Figura 1: Sezione di fegato murino visualizzato con TEM LVEM25 di De Long Instruments. È possibile notare il nucleo (N) dell’epatocita circondato da mitocondri (M) e lipid droplet (LD).

Nonostante il crescente interesse verso le LD, tali organelli e rispettive dinamiche rimangono poco conosciute a causa dell’assenza di tecniche di imaging adeguate. Le LD possono essere visualizzate facilmente con microscopia elettronica (Figura 1) o a fluorescenza, ma l’utilizzo di campioni fissati limita fortemente lo studio delle loro dinamiche.
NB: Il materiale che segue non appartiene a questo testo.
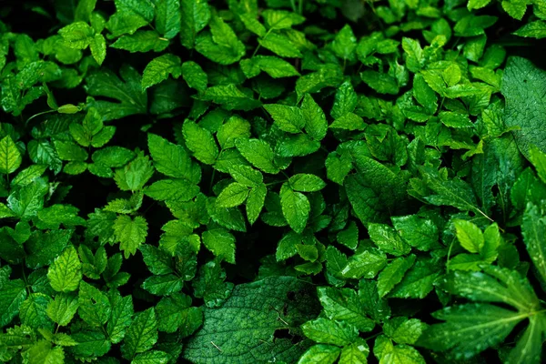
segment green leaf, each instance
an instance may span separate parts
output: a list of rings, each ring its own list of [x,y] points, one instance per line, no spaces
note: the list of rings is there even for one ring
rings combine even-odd
[[[220,65],[231,65],[245,56],[245,46],[221,17],[213,15],[209,27],[210,33],[202,33],[196,40],[197,52]]]
[[[527,251],[538,273],[546,279],[546,244],[543,237],[546,234],[546,217],[543,208],[529,203],[523,214],[521,225],[523,241]]]
[[[250,123],[242,117],[234,116],[218,127],[217,138],[222,149],[235,147],[235,141],[238,138],[248,139],[250,137]]]
[[[330,124],[329,127],[333,129],[343,129],[349,131],[364,130],[366,124],[362,120],[362,117],[353,113],[348,113],[343,116],[334,120],[334,122]]]
[[[136,253],[136,249],[144,243],[147,235],[147,222],[139,216],[132,219],[128,216],[120,215],[116,219],[113,228],[116,239],[120,243],[119,248],[123,250],[126,258]]]
[[[531,147],[530,150],[530,159],[537,169],[537,174],[542,182],[546,183],[546,153],[541,152],[537,147]]]
[[[128,327],[121,353],[126,359],[132,359],[138,353],[149,350],[157,341],[157,321],[154,308],[136,315]]]
[[[169,75],[173,78],[178,78],[182,75],[182,64],[178,56],[167,53],[152,59],[142,75],[142,90],[165,81]]]
[[[460,254],[458,257],[460,256]],[[452,268],[453,260],[450,261],[450,268]],[[433,259],[417,260],[415,265],[406,272],[402,280],[390,291],[389,297],[424,298],[434,288],[442,267],[443,265]]]
[[[279,129],[287,133],[300,133],[305,125],[302,112],[295,106],[269,104],[264,108],[271,115]]]
[[[23,157],[17,146],[10,136],[5,136],[0,140],[0,173],[9,175],[15,172],[22,161]]]
[[[240,65],[242,71],[248,78],[257,76],[261,71],[273,78],[299,76],[299,73],[288,62],[272,56],[255,56],[252,58],[243,59]]]
[[[79,307],[77,296],[74,293],[61,293],[47,305],[46,313],[53,322],[59,326],[66,326]]]
[[[157,315],[157,329],[165,332],[175,332],[189,336],[203,323],[203,313],[200,308],[190,307],[191,298],[183,293],[176,293],[165,297],[156,306]]]
[[[175,37],[180,32],[180,0],[156,2],[156,29],[167,39]]]
[[[411,247],[422,251],[440,248],[440,232],[431,219],[419,215],[392,217],[390,219],[402,240]]]
[[[141,77],[138,73],[126,65],[121,67],[119,74],[123,81],[107,68],[92,72],[86,77],[87,94],[119,101],[115,103],[95,100],[91,103],[96,107],[104,121],[147,112],[147,96],[142,92]]]
[[[203,244],[219,259],[235,264],[235,237],[228,230],[215,228],[203,232]]]
[[[298,364],[332,364],[339,357],[341,349],[332,345],[310,347],[299,359]]]
[[[387,256],[379,250],[365,250],[351,256],[341,270],[346,278],[373,278],[387,265]]]
[[[443,174],[440,175],[430,169],[423,168],[421,173],[426,177],[429,187],[437,193],[437,195],[426,197],[427,201],[436,206],[447,205],[463,211],[473,211],[490,218],[478,207],[476,195],[466,182],[459,178],[447,179]]]
[[[53,329],[53,323],[47,317],[47,305],[51,298],[43,293],[31,293],[19,307],[19,318],[23,325],[35,329]]]
[[[218,157],[218,147],[210,132],[191,120],[186,120],[182,126],[186,146],[199,161],[213,165]]]
[[[246,91],[248,90],[246,89]],[[241,91],[233,84],[208,87],[199,97],[203,101],[220,104],[226,110],[248,111],[261,105],[258,100],[252,98],[248,92]]]
[[[322,140],[328,131],[326,116],[310,95],[306,95],[301,103],[301,113],[305,119],[305,131],[315,140]]]
[[[298,173],[288,178],[290,187],[294,191],[317,192],[326,187],[326,183],[320,177],[305,173]]]
[[[519,36],[542,39],[546,37],[546,22],[542,20],[529,22],[513,34]]]
[[[86,22],[76,22],[59,30],[65,44],[74,49],[86,49],[93,40],[95,31]]]
[[[332,42],[332,50],[339,58],[352,61],[355,59],[355,50],[357,49],[357,38],[353,34],[350,25],[346,24],[339,33],[336,35]]]
[[[485,303],[449,307],[433,316],[446,322],[430,326],[418,344],[435,351],[448,351],[456,359],[470,358],[500,344],[526,317]]]
[[[481,272],[454,272],[444,280],[450,293],[474,301],[502,302],[521,312],[539,306],[539,300],[526,278],[508,268],[490,266]]]
[[[368,363],[368,354],[369,354],[369,348],[366,341],[357,340],[343,348],[339,364],[366,364]]]
[[[62,347],[52,347],[49,340],[39,340],[26,351],[29,364],[64,363],[65,352]]]
[[[80,282],[78,303],[79,317],[93,327],[104,325],[112,310],[106,295],[85,281]]]
[[[337,119],[351,113],[355,109],[358,101],[359,97],[357,96],[357,93],[353,89],[351,83],[345,81],[336,92],[334,106],[332,106],[330,115],[334,119]]]
[[[208,4],[203,0],[180,0],[180,41],[187,48],[193,48],[196,35],[210,20]]]
[[[175,272],[172,257],[154,246],[145,244],[139,248],[147,268],[153,274],[162,275]]]
[[[69,245],[47,269],[47,278],[53,289],[70,292],[77,289],[82,280],[82,263],[76,248]]]
[[[379,94],[397,95],[399,93],[396,79],[389,75],[366,70],[360,74],[360,78]]]
[[[0,304],[5,308],[0,314],[0,326],[5,327],[17,316],[25,298],[26,285],[23,279],[8,280],[0,286]]]
[[[481,250],[485,241],[480,228],[466,220],[455,220],[453,226],[457,231],[457,239],[462,248],[470,253],[478,253]]]
[[[261,185],[250,189],[248,197],[247,197],[247,218],[250,225],[254,224],[264,207],[268,187]]]
[[[508,59],[502,76],[501,92],[506,98],[504,123],[507,127],[518,127],[512,133],[520,151],[528,159],[532,145],[546,153],[546,132],[541,127],[544,124],[541,119],[544,79],[546,72],[521,57]]]
[[[277,174],[279,168],[273,161],[275,153],[268,142],[260,139],[238,139],[235,143],[239,153],[252,166],[266,173]]]
[[[289,277],[270,277],[237,286],[221,308],[205,308],[203,327],[188,339],[184,358],[195,362],[223,362],[228,355],[230,360],[248,362],[268,361],[273,355],[277,360],[296,361],[308,340],[294,345],[289,339],[274,339],[273,335],[282,329],[301,332],[299,325],[316,317],[318,302],[309,295],[313,290],[308,283]],[[296,299],[288,299],[292,296]],[[270,344],[268,350],[256,347],[256,338]]]
[[[150,350],[138,354],[131,360],[131,364],[167,364],[171,356],[165,351]]]
[[[397,258],[379,273],[379,277],[378,278],[378,294],[379,298],[390,292],[394,286],[402,280],[404,275],[413,266],[414,262],[414,255],[406,258]]]
[[[154,167],[147,156],[140,154],[123,168],[116,170],[114,180],[122,191],[140,191],[154,175]]]
[[[133,34],[154,19],[154,4],[151,1],[116,0],[115,4],[116,13],[106,24],[114,36]]]
[[[203,68],[193,61],[182,64],[182,77],[188,86],[197,91],[204,91],[208,83],[208,77]]]
[[[399,236],[397,230],[385,224],[369,224],[368,226],[369,238],[385,253],[399,257],[410,253],[409,247]]]
[[[299,192],[295,192],[288,183],[285,183],[280,188],[280,204],[282,214],[290,228],[300,234],[307,226],[311,210],[308,197]]]
[[[106,333],[113,344],[117,344],[126,336],[126,328],[131,324],[133,317],[133,298],[131,296],[121,297],[117,292],[110,295],[112,313],[106,322]]]
[[[426,328],[427,324],[418,318],[398,317],[387,321],[383,330],[398,344],[415,344]]]
[[[317,291],[329,318],[348,322],[364,332],[371,331],[375,327],[375,323],[364,314],[363,305],[354,290],[320,287]]]
[[[197,196],[199,187],[184,179],[162,179],[146,187],[144,193],[158,201],[189,201]]]
[[[97,329],[86,329],[72,335],[77,345],[70,348],[70,351],[78,358],[96,359],[108,352],[110,341],[105,334]]]
[[[201,266],[197,278],[192,282],[195,297],[204,298],[207,307],[221,306],[233,289],[233,283],[225,280],[226,271],[220,262],[209,261]]]
[[[345,321],[322,318],[306,322],[301,329],[305,336],[313,341],[339,347],[350,344],[359,336],[359,331],[354,326]]]
[[[158,172],[192,183],[201,179],[201,168],[194,164],[182,146],[175,145],[155,134],[148,134],[148,148]]]
[[[142,288],[156,296],[168,296],[179,292],[184,286],[184,281],[174,274],[165,276],[148,277]]]
[[[216,200],[218,207],[235,207],[245,202],[248,196],[248,187],[240,183],[234,182],[228,185],[226,188],[220,192]]]
[[[487,5],[490,2],[491,0],[469,0],[467,8],[469,10],[481,9],[482,7],[487,6]]]
[[[112,48],[135,52],[161,52],[168,46],[168,39],[163,38],[155,30],[137,30],[130,35],[117,38]]]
Il live-imaging è dunque la tecnologia più appropriata per l’analisi di questi organelli, ma le LD sono molto sensibili alla marcatura e alla fototossicità complicando ulteriormente la loro visualizzazione. A venire incontro alle esigenze degli studiosi di LD è l’olotomografia, tecnologia che permette la visualizzazione di strutture e dinamiche subcellulari come mitocondri e LD senza l’utilizzo di marcatori fluorescenti. L’assenza di fluorescenza elimina totalmente ogni problema legato alla fototossicità permettendo l’imaging di cellule in vitro per tempi prolungati e alte frequenze. Nanolive risulta dunque un microscopio perfetto per lo studio della struttura e delle dinamiche delle LD (Figura 2).

Figura 2: Singolo frame di un video prodotto con Nanolive. All’interno delle cellule (pre-adipociti murini) è possibile notare numerosi dettagli subcellulari come nucleo, membrana nucleare, mitocondri e lipid droplet (Freccia bianca).
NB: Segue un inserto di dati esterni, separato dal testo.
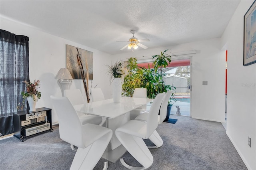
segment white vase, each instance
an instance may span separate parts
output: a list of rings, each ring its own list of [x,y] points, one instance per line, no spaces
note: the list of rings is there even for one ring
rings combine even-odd
[[[36,102],[33,100],[33,97],[31,96],[29,96],[27,98],[28,100],[28,105],[29,105],[29,111],[32,112],[36,111]]]
[[[112,94],[114,103],[120,103],[122,81],[120,78],[114,78],[112,82]]]

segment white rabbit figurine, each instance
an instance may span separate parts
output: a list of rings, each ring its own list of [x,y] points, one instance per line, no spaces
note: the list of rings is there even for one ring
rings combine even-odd
[[[175,106],[177,108],[177,111],[176,112],[176,115],[180,115],[180,107],[179,106]]]

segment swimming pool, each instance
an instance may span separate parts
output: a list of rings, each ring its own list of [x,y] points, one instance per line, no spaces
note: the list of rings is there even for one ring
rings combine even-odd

I video prodotti con Nanolive permettono di seguire nel tempo svariati processi cellulari e strutture subcellulari. Tali video vengono definiti multiplexed in quanto caratterizzati da un alto contenuto di informazioni per ogni evento, struttura o popolazione. Estrapolare tutte queste informazioni da questi video complicati non è un’operazione semplice, ma Nanolive ha pensato pure a quello. I microscopi Nanolive sono infatti accompagnati da un software di analisi ottimizzato per i video prodotti con la sua olotomografia. EVE Analytics (nome del software) consente di segmentare le cellule e di ottenere molteplici parametri in maniera veloce e user-friendly. I parametri quantificati dal software sono svariati e forniscono informazioni complete su contenuto, morfologia e popolazione cellulare.

Figura 3: Le maschere generate dall’Intelligenza Artificiale di Eve Analytics. Basandosi esclusivamente sull’indice di rifrazione il software è in grado di discriminare LD e cellule.
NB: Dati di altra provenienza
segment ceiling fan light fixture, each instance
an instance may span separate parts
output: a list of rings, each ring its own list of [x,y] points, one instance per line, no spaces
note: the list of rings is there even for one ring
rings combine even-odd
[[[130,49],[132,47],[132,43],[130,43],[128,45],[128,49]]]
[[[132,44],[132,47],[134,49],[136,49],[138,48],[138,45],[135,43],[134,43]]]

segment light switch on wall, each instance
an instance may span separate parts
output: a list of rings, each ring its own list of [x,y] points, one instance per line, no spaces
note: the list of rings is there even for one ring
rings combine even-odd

Un ulteriore vantaggio di EVE Analytics è la possibilità di integrare moduli d’analisi specifici per esperimenti specifici. Per esempio, è stato rilasciato recentemente lo Smart Lipid Droplet Assay (SLDA), modulo ottimizzato per l’analisi delle LD. Tale upgrade permette la segmentazione label-free delle LD con un’accuratezza maggiore rispetto ai sistemi fluorescence-based [1]. Ottenute le maschere di segmentazione (Figura 3), SLDA calcola 39 parametri garantendo un’analisi completa delle dinamiche delle LD: quantificazione del numero assoluto o per cellula, dei parametri morfologici (forma e dimensione), del contenuto e della distribuzione spaziale all’interno della cellula (Figura 4). Il tutto, con un semplice click.

Figura 4: Lista di tutti i parametri quantificati da SLDA in maniera automatica. I parametri vengono calcolati per LD, per cellula o per entrambi combinati fornendo un’analisi completa su vari livelli.

Lo Smart Lipid Droplet Assay è uno strumento digitale unico che attualmente non trova rivali. L’accuratezza e la precisione delle sue analisi, combinate alla tecnologica label-free di Nanolive, offrono una soluzione unbiased e riproducibile per gli studi sul metabolismo cellulare. La possibilità di visualizzare senza fluorescenza LD nel tempo e ad alta frequenza abbatte i limiti tecnologici attuali e apre nuovi orizzonti in numerosi campi di ricerca.